Within 20 minutes there were, two dozen people standing behind her desk "just screaming at each other," she said.

She realised this was something that might get the internet excited.

"I had figured if we're all yelling about this maybe the rest of the internet will yell about it. So, it was the end of the workday. I took five minutes to make a post on BuzzFeed, and then I signed off and went and hopped on the subway here in New York and by the time I got back to Brooklyn, when I got cell service, I had dozens of text messages.

"You need to check Twitter, and other people being like, you're ruining our lives. And I went to open Twitter to see what was happening, and I couldn't load Twitter because I was getting so many mentions per second that it would just crash my phone."

When she checked back in with the office, she learned the viral dress sensation was crashing the BuzzFeed server.

It was a moment in time, an one unlikely to repeat, she said.

"Everyone had a smartphone, finally, not everyone, but most people had a smartphone.
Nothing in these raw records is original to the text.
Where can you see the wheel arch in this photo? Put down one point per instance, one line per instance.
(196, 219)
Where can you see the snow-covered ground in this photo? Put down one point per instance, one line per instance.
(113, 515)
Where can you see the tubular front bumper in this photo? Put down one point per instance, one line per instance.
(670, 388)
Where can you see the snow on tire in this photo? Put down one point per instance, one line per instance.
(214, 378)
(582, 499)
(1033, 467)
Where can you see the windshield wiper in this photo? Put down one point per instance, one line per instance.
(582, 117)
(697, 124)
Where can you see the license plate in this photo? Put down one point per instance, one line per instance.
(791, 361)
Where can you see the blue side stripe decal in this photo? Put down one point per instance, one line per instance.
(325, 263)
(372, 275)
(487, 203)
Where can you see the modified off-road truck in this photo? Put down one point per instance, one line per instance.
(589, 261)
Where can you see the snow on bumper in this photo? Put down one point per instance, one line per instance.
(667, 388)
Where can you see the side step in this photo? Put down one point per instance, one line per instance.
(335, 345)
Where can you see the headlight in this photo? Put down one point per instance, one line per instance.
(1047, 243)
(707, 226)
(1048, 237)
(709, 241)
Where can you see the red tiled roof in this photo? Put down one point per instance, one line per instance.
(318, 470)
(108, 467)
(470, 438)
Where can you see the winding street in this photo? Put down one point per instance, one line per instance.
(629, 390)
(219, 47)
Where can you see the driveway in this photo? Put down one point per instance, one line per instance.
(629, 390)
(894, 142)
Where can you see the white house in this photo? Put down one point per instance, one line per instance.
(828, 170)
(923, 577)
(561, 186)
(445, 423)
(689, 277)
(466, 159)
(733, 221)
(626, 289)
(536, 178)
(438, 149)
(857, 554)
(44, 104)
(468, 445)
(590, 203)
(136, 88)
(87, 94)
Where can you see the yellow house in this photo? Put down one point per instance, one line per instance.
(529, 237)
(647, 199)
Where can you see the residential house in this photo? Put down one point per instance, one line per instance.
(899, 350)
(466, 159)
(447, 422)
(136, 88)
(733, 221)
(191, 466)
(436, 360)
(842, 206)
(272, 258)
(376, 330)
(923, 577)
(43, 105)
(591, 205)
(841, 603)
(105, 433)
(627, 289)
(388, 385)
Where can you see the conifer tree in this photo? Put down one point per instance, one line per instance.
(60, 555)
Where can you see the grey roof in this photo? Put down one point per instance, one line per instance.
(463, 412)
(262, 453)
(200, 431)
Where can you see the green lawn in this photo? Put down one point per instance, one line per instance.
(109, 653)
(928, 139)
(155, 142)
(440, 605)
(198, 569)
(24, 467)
"They could pull up Twitter, it was kind of peak Twitter, peak social media, in a way that where, contrary to how things are today, 10 years ago, we were all on the same platforms, everyone was on Facebook, everyone was on Instagram, and everyone was on Twitter and so there was, I think, a larger captive audience and a unified social media experience. We're kind of fractured now."

Although only ten years' ago, it seems like a different age, she said.

"The internet, in so many ways, can be such a negative and depressing place, where we get our news, and it's just terrible.

"To have something as innocuous and silly and low-stakes as the dress being one of the most viral pieces of internet history, I think it's wonderful actually, I think it's we need more fun like that on the internet."